Cuda Application Works on 32 bits, not in 64 bits

Hi there,

I’m testing a fluid simulator of my own, based in the LBM method, and I have done 2 version (CPU and CUDA) to check results and benchmark them. I’ve done the code in a MacBook Pro laptop, both CPU and CUDA but now I’m porting them to a much powerful Ubuntu x64 box. I’ve installed and checked that CUDA 2.3 is working right (the SDK examples).

The code in the Mac was compiled in 32 bits, so it works also in the Linux box without any changes (compiling in 32 bits with the appropiate library and the -m32 flag). When I compile for 64 bits, however, the execution seems not to update the variables ux, uy, uz from the code below. Here Callback is a class which hides the write-to-file operations I do.

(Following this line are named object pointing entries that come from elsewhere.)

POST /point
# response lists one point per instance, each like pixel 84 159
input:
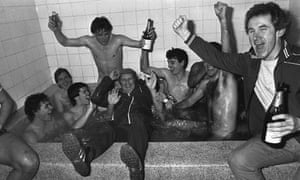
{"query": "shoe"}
pixel 76 153
pixel 133 162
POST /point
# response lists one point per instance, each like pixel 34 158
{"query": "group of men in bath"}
pixel 127 101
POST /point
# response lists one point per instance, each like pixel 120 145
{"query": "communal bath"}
pixel 172 154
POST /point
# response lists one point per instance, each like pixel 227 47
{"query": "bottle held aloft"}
pixel 147 37
pixel 278 106
pixel 54 17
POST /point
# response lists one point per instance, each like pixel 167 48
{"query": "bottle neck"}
pixel 278 99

I’ve tried compiling and executing in 64 bits in emulation mode, this way it works as expected, so the problem is that the it seems not to work (or not correctly) in the GPU.

Any ideas about what I’m doing wrong?

void GPULBMSim::run(long int iterations, unsigned int exec_each, Action *callback){

	int iter=0;

	float *h_u = NULL;

	if(callback!=0) {

		callback->preinit((void*) dim);

		h_u = new float[matdim*3];



	while(iter<iterations && !end) {

		//Run kernel

		dim3 dimBlock(dim[0]); //Must be lower than 512

		dim3 dimGrid(dim[1]*dim[2]);

		runLBM<<<dimGrid,dimBlock>>>(c_type, rho, ux, uy, uz,

				f_rest0, f_u0, f_d0, f_l0, f_r0, f_f0, f_b0, f_lf0, f_df0, f_rf0, f_uf0, f_lu0, f_ru0, f_rd0, f_ld0, f_lb0, f_db0, f_rb0, f_ub0,

				f_rest1, f_u1, f_d1, f_l1, f_r1, f_f1, f_b1, f_lf1, f_df1, f_rf1, f_uf1, f_lu1, f_ru1, f_rd1, f_ld1, f_lb1, f_db1, f_rb1, f_ub1,


		if(exec_each!=0 && callback!=0 && iter%exec_each==0){


			//Get U and RHO

			CUDA_SAFE_CALL(cudaMemcpy(h_rho, rho, sizeof(float)*matdim, cudaMemcpyDeviceToHost));

			CUDA_SAFE_CALL(cudaMemcpy(h_ux, ux, sizeof(float)*matdim, cudaMemcpyDeviceToHost));

			CUDA_SAFE_CALL(cudaMemcpy(h_uy, uy, sizeof(float)*matdim, cudaMemcpyDeviceToHost));

			CUDA_SAFE_CALL(cudaMemcpy(h_uz, uz, sizeof(float)*matdim, cudaMemcpyDeviceToHost));

			for(int i=0; i<matdim; i++){

				h_u[i*3] = h_ux[i];

				h_u[i*3+1] = h_uy[i];

				h_u[i*3+2] = h_uz[i];


			(*callback)(cell_type, h_u, h_rho, dim);


		swapF(); //Swaps f_rest0 for f_rest1, f_u0 for f_u1 and so on



	freeCUDAres();  //Frees any resources



		delete [] h_u;